Melinda punched the remote button again and the group fixed their eyes on the spot Nancy had indicated.
They saw it. But for Eli it was difficult to identify j
ust whom he was seeing, despite the “famous face” talk. He had to admit, though, that there was something familiar in the face Nancy now pointed out.
“Who is she?” Eli asked.
“I know who she is, but I can show you easier than tell you,” Melinda answered. “Let me run out to the car and get something.”
Chapter Forty-Seven
ELI’S BREATH CAUGHT IN HIS THROAT as he looked at the image on the magazine advertisement Melinda brought in. Like almost everyone else in America, he’d often seen the face of the dark-haired child known simply as “Broken Flower.” The real name of the girl and where she had come from were unknown.

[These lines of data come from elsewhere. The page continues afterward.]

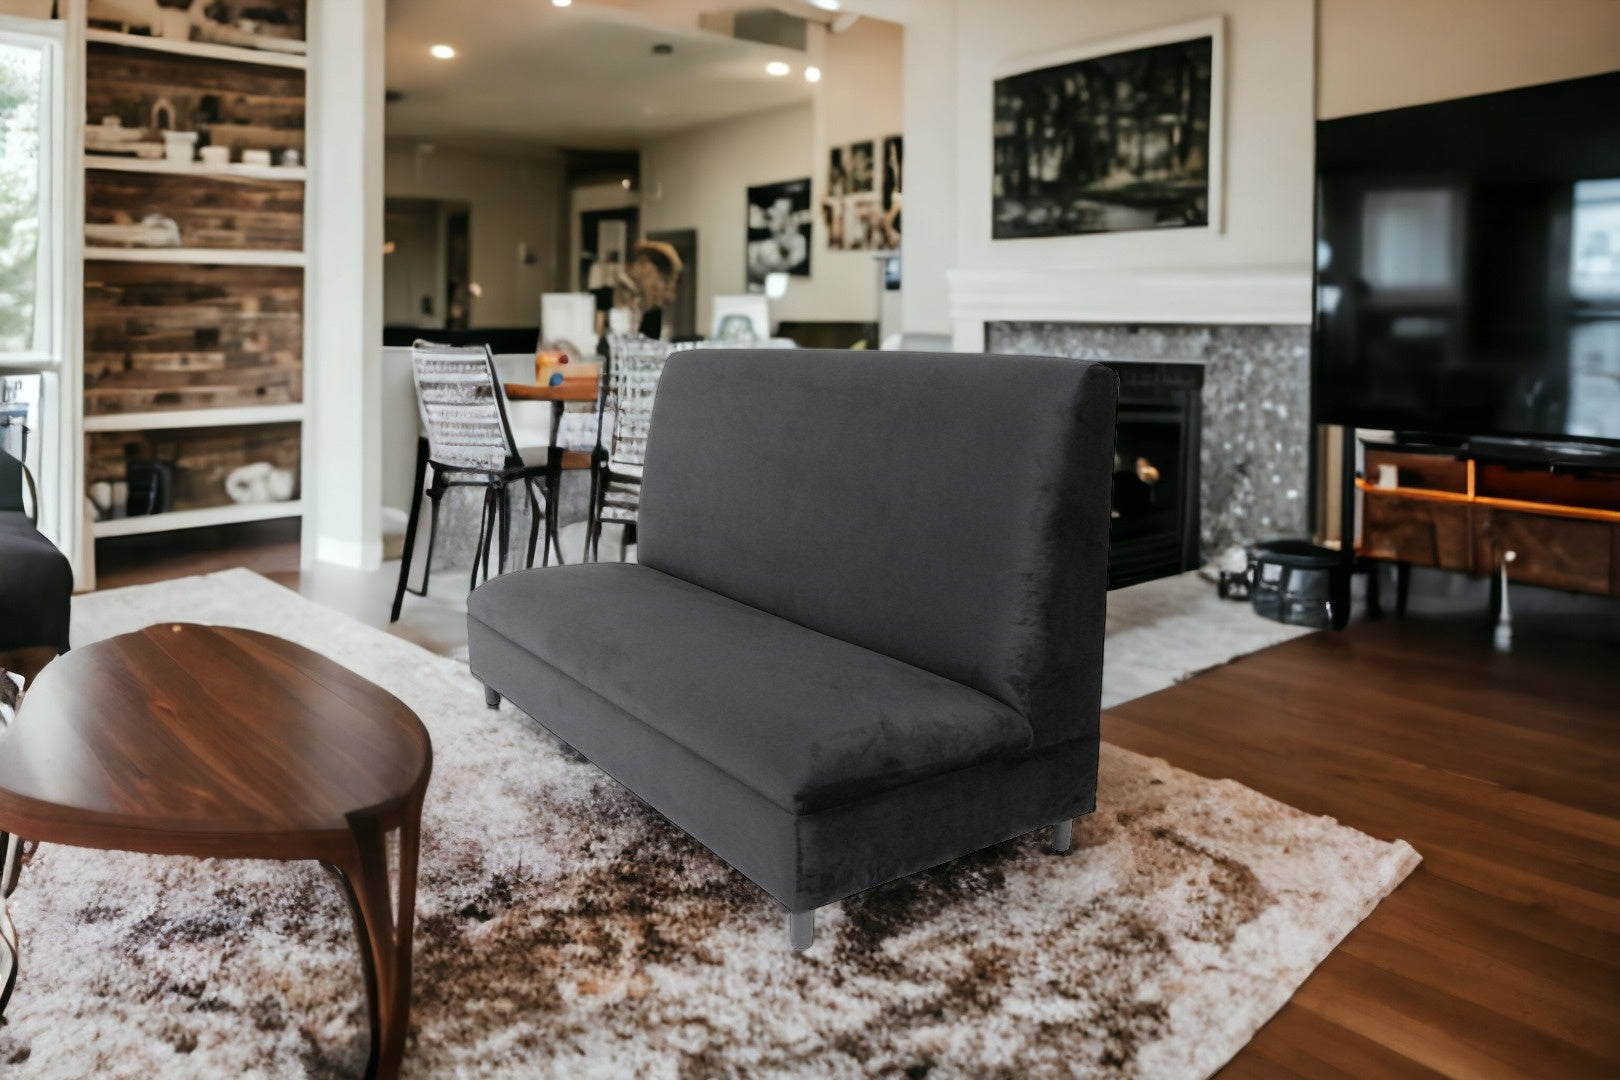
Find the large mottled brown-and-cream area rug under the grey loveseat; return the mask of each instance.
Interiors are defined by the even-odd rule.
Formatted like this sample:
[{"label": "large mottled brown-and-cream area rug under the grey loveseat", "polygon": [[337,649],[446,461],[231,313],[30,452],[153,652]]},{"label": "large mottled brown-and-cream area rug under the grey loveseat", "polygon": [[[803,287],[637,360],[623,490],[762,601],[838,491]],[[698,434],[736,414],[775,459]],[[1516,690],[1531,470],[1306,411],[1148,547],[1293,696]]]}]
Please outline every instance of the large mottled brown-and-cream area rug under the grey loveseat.
[{"label": "large mottled brown-and-cream area rug under the grey loveseat", "polygon": [[[405,699],[434,740],[411,1077],[1204,1077],[1418,863],[1103,746],[1068,855],[1040,836],[781,908],[465,665],[246,572],[76,601],[99,635],[235,623]],[[24,706],[26,708],[26,706]],[[11,900],[6,1077],[352,1077],[348,912],[311,865],[47,845]]]}]

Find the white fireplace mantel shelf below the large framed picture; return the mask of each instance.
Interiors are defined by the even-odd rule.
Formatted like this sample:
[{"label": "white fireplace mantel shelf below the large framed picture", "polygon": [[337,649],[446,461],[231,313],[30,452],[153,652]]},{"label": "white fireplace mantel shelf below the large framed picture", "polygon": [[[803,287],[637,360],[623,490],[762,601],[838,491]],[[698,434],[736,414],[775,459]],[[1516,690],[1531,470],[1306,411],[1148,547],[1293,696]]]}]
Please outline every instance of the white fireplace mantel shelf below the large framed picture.
[{"label": "white fireplace mantel shelf below the large framed picture", "polygon": [[1307,269],[957,269],[948,277],[959,351],[983,351],[987,322],[1311,322]]}]

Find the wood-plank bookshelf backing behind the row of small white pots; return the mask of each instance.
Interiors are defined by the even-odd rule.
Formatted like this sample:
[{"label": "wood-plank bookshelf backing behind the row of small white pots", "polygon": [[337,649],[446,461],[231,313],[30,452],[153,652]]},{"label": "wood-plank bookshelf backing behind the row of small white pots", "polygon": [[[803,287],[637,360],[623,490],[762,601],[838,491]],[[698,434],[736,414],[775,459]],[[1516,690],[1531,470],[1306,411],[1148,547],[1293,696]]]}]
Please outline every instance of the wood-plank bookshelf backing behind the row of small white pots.
[{"label": "wood-plank bookshelf backing behind the row of small white pots", "polygon": [[89,123],[118,117],[126,128],[156,134],[152,107],[167,100],[175,131],[199,131],[199,144],[279,151],[305,144],[305,73],[228,60],[89,45],[84,115]]}]

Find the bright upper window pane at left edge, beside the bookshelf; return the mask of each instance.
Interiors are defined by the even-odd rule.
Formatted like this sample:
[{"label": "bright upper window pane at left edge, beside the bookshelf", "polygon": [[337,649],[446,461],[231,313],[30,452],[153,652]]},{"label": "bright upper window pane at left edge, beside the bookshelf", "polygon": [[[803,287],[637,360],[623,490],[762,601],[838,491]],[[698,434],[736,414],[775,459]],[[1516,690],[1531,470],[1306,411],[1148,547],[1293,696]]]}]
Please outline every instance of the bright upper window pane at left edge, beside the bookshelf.
[{"label": "bright upper window pane at left edge, beside the bookshelf", "polygon": [[0,364],[58,358],[58,50],[53,24],[0,19]]}]

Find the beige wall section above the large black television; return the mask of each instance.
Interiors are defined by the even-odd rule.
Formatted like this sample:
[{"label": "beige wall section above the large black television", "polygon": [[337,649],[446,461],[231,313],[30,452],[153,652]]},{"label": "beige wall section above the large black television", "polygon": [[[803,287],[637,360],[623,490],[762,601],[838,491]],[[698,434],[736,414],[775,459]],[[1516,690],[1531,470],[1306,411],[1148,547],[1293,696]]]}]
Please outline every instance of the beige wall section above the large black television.
[{"label": "beige wall section above the large black television", "polygon": [[1615,0],[1320,0],[1322,118],[1620,68]]}]

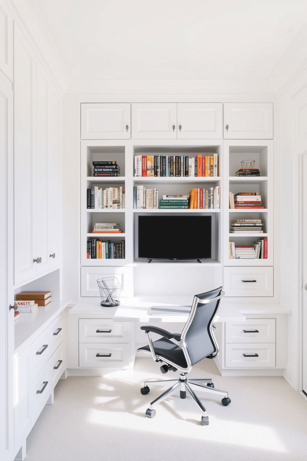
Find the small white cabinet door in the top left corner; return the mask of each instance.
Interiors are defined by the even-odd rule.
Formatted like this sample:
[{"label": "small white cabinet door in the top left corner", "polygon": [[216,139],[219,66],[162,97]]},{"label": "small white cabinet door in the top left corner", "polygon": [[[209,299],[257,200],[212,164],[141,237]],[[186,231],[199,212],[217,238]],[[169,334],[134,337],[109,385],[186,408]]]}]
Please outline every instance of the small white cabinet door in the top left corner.
[{"label": "small white cabinet door in the top left corner", "polygon": [[6,3],[0,0],[0,70],[13,81],[13,20]]}]

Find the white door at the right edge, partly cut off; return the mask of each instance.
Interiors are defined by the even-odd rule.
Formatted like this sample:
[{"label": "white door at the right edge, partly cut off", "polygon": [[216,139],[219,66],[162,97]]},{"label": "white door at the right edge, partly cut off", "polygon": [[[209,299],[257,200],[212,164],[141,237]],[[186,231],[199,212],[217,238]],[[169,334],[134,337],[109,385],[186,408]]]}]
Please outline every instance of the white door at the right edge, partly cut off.
[{"label": "white door at the right edge, partly cut off", "polygon": [[[303,155],[303,178],[307,177],[307,154]],[[307,395],[307,183],[303,181],[303,391]]]}]

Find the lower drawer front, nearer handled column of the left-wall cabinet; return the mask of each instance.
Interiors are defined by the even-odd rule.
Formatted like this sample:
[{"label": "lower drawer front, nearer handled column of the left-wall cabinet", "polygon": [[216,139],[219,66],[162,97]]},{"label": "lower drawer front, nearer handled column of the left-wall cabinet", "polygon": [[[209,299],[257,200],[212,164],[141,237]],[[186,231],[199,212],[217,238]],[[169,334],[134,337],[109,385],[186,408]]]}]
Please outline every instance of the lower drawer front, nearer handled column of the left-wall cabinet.
[{"label": "lower drawer front, nearer handled column of the left-wall cabinet", "polygon": [[49,363],[42,368],[30,386],[31,425],[35,423],[51,394]]}]

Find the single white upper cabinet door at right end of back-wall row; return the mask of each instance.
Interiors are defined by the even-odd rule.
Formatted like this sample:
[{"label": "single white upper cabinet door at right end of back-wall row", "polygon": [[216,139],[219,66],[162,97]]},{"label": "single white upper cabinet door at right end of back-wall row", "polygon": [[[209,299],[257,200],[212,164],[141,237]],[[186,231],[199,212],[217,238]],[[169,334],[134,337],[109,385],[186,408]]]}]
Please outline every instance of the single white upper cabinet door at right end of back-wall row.
[{"label": "single white upper cabinet door at right end of back-wall row", "polygon": [[224,103],[224,139],[273,139],[273,103]]}]

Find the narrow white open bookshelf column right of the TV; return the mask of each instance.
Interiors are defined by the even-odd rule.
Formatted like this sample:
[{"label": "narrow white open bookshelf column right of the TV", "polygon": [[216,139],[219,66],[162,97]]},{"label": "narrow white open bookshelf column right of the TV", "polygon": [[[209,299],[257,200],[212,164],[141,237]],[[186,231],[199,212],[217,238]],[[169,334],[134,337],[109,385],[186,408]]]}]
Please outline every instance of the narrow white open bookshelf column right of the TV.
[{"label": "narrow white open bookshelf column right of the TV", "polygon": [[[272,141],[234,141],[224,142],[224,171],[225,171],[225,191],[224,200],[227,204],[224,207],[224,264],[227,266],[263,266],[272,265],[273,261],[273,182],[272,182]],[[236,175],[243,166],[250,166],[250,162],[255,160],[252,167],[255,171],[259,170],[260,176],[254,176],[254,171],[246,172],[246,176]],[[243,162],[241,164],[241,162]],[[245,163],[247,161],[247,163]],[[251,173],[251,174],[250,174]],[[238,205],[235,203],[237,194],[253,193],[259,196],[259,203],[247,203]],[[228,193],[228,197],[226,194]],[[232,201],[232,200],[233,201]],[[242,200],[242,196],[241,196]],[[254,201],[256,202],[256,200]],[[235,230],[235,225],[245,223],[248,230]],[[251,224],[253,223],[255,231]],[[257,225],[255,224],[257,223]],[[261,226],[259,225],[261,223]],[[236,258],[233,255],[234,247],[237,247],[237,256],[242,255],[242,248],[256,248],[255,242],[263,239],[265,247],[264,256],[257,258],[250,251],[245,258]],[[230,243],[232,242],[232,244]]]}]

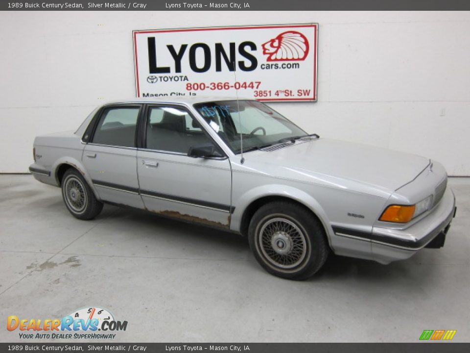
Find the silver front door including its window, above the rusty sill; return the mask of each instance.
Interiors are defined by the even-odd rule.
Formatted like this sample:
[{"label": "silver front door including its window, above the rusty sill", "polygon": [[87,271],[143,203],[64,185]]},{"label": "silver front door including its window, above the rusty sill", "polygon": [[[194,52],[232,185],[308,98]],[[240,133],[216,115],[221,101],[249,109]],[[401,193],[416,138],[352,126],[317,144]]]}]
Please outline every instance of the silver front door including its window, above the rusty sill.
[{"label": "silver front door including its window, above the rusty sill", "polygon": [[137,151],[145,207],[171,217],[229,227],[229,159],[188,157],[191,146],[214,142],[182,106],[149,105],[145,125],[144,148]]}]

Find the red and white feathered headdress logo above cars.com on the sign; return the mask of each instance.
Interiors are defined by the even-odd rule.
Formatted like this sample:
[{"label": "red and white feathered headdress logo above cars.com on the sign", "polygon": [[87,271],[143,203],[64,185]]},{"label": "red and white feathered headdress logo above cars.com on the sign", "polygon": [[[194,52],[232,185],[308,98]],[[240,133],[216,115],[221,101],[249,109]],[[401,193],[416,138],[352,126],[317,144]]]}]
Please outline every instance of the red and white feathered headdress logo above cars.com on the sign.
[{"label": "red and white feathered headdress logo above cars.com on the sign", "polygon": [[308,54],[308,40],[300,32],[287,31],[262,45],[267,61],[301,61]]}]

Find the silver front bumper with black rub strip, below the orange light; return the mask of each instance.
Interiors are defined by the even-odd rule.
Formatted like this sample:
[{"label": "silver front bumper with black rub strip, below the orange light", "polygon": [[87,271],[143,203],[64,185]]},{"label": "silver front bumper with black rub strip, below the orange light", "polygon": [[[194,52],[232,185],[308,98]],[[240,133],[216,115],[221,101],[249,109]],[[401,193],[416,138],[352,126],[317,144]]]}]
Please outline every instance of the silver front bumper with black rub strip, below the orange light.
[{"label": "silver front bumper with black rub strip, below the orange light", "polygon": [[[373,227],[372,255],[380,263],[406,259],[428,244],[444,245],[452,218],[455,217],[455,196],[447,188],[441,202],[419,222],[406,229]],[[436,239],[437,238],[437,239]],[[436,239],[435,244],[431,243]]]}]

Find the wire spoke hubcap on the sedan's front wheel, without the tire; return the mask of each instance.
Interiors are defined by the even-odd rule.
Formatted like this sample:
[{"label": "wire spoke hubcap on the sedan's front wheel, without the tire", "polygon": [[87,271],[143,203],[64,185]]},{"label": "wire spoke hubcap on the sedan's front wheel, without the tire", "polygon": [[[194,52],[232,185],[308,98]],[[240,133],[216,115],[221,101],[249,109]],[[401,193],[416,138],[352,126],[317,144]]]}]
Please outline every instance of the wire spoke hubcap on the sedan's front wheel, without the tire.
[{"label": "wire spoke hubcap on the sedan's front wheel, without the tire", "polygon": [[305,259],[305,234],[295,223],[285,218],[273,218],[259,230],[259,248],[272,264],[290,269]]}]

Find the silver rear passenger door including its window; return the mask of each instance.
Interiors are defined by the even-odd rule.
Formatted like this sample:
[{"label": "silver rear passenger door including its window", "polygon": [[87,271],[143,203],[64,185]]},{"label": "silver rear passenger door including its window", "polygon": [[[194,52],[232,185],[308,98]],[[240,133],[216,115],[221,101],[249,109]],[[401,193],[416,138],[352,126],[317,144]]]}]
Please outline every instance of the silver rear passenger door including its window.
[{"label": "silver rear passenger door including its window", "polygon": [[140,111],[140,104],[102,109],[82,160],[102,200],[143,208],[136,148]]}]

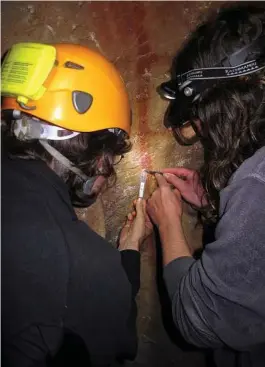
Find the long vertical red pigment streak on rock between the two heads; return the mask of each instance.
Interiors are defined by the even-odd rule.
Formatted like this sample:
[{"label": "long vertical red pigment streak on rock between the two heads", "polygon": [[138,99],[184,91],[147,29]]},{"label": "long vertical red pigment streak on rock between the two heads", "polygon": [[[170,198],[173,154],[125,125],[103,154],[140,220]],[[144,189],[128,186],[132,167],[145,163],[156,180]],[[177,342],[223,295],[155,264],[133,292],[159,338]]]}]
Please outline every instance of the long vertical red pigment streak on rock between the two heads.
[{"label": "long vertical red pigment streak on rock between the two heads", "polygon": [[145,4],[133,2],[113,3],[110,10],[112,22],[114,22],[117,29],[116,42],[121,43],[121,52],[125,50],[124,54],[127,56],[120,60],[124,63],[125,70],[125,61],[129,59],[128,53],[126,54],[126,48],[130,48],[135,43],[135,46],[129,52],[133,52],[135,49],[137,51],[137,55],[132,55],[132,59],[135,59],[136,62],[136,75],[134,78],[137,80],[137,88],[134,98],[136,98],[138,112],[139,147],[141,154],[140,166],[141,168],[151,168],[152,159],[148,152],[147,140],[147,136],[152,133],[148,125],[150,82],[144,80],[143,74],[145,73],[145,69],[151,69],[152,64],[157,61],[158,56],[151,50],[148,34],[145,29]]}]

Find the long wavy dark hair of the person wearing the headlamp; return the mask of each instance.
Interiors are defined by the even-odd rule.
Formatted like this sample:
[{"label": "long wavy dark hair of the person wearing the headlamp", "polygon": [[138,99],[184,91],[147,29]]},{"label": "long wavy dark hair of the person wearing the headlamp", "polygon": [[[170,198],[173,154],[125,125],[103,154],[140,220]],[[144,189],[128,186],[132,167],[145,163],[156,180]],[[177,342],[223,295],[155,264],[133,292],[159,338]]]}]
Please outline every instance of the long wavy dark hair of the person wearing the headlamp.
[{"label": "long wavy dark hair of the person wearing the headlamp", "polygon": [[[191,69],[217,66],[228,55],[264,36],[264,4],[224,8],[217,18],[199,26],[177,54],[173,77]],[[264,43],[245,61],[262,54]],[[210,203],[205,214],[214,220],[218,217],[220,191],[244,160],[265,145],[264,69],[247,77],[216,80],[190,110],[190,120],[198,119],[205,151],[200,174]]]}]

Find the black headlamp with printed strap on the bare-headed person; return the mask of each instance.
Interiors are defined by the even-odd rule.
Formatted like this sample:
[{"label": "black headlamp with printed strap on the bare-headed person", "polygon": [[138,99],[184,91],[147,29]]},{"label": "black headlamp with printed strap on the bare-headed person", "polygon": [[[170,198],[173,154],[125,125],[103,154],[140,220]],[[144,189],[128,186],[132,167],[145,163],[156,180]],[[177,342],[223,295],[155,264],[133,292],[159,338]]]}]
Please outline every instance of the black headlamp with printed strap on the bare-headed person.
[{"label": "black headlamp with printed strap on the bare-headed person", "polygon": [[[245,62],[257,48],[262,50],[257,60]],[[236,78],[252,74],[265,68],[265,37],[252,42],[212,68],[193,69],[178,74],[175,79],[162,83],[158,93],[168,100],[164,124],[167,128],[182,128],[190,120],[190,109],[199,100],[200,94],[217,80]]]}]

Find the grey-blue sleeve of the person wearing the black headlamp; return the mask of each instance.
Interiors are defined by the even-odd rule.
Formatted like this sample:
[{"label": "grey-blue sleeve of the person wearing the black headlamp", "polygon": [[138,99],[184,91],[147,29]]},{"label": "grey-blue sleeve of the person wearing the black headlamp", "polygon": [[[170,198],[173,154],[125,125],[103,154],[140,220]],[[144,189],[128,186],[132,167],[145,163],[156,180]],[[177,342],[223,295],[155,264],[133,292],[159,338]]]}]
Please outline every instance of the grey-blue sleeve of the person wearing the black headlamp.
[{"label": "grey-blue sleeve of the person wearing the black headlamp", "polygon": [[265,183],[247,177],[222,193],[223,215],[200,260],[164,269],[175,324],[198,347],[245,350],[265,334]]}]

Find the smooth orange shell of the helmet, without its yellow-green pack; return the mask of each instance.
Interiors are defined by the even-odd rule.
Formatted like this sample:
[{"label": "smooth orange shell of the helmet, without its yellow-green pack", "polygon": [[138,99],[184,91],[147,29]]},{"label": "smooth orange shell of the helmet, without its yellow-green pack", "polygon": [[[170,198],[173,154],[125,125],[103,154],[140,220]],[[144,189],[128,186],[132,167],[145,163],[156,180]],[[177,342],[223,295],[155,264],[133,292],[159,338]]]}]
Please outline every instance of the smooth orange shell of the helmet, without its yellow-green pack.
[{"label": "smooth orange shell of the helmet, without its yellow-green pack", "polygon": [[[29,43],[28,48],[30,45],[34,44]],[[20,110],[73,131],[93,132],[119,128],[129,134],[129,98],[114,65],[98,52],[81,45],[47,46],[53,47],[56,52],[54,62],[46,71],[48,75],[45,81],[38,80],[38,75],[43,78],[45,65],[48,65],[48,61],[44,63],[43,57],[39,61],[42,60],[43,66],[38,75],[31,75],[31,82],[35,78],[36,84],[40,84],[39,90],[32,95],[28,92],[27,96],[23,96],[23,93],[18,96],[12,95],[12,88],[9,88],[10,93],[7,93],[8,88],[7,91],[2,88],[2,110]],[[53,54],[51,49],[49,52]]]}]

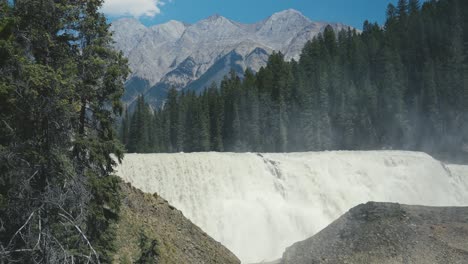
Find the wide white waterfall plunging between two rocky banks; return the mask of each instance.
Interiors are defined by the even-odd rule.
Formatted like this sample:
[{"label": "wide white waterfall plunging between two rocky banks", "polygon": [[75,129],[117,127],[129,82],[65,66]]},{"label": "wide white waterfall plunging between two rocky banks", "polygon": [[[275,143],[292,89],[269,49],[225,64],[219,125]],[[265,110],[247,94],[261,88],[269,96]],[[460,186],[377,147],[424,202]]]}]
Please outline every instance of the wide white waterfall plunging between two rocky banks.
[{"label": "wide white waterfall plunging between two rocky banks", "polygon": [[359,203],[468,205],[468,169],[416,152],[133,154],[118,174],[245,263],[281,257]]}]

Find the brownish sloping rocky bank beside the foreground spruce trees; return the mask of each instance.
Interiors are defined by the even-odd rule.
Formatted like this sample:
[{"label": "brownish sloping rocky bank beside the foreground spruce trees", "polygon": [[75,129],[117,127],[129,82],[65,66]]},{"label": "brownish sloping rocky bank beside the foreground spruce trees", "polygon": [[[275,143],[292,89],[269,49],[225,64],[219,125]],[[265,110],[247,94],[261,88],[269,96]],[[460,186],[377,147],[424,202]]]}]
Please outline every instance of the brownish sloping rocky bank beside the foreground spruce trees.
[{"label": "brownish sloping rocky bank beside the foreground spruce trees", "polygon": [[122,184],[124,198],[117,225],[114,263],[135,263],[141,255],[140,234],[156,241],[151,263],[238,264],[239,259],[158,195]]}]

The image of her tear-stained, big-eyed countenance, the one that had become famous and ubiquitous, was actually a still from one of the horrific child sexual exploitation films in which the little girl had been forced by her captors to “star.” That film, and several other similar underground productions in which she’d been featured, were nothing more than filmed, violent child sexual abuse.
Once the heart-breaking image of the unidentified crying child began being used by law enforcement and government agencies as an icon illustrating and symbolizing the evils of child exploitation, the Broken Flower’s face had become famous across the North American continent and even beyond. The pleading and terror in her eyes were so palpable it was emotionally wrenching to see. The Broken Flower became the human face of child abduction and exploitation much as the face of a blonde little Boulder, Colorado girl would become the symbol of child murder in a decade yet to come. The Broken Flower’s tear-lined visage appeared on thousands of billboards, television screens, magazine and newspaper advertisements and stories, “over-the-shoulder” images displayed behind newscasters, and on posters in schools, hospitals, and police stations. Ironically, even as her face became familiar across America, the mystery of her actual name, origins, and whereabouts lingered, despite continued efforts by law enforcement agencies, social workers, and other investigators to learn who she was, and most of all, to rescue her.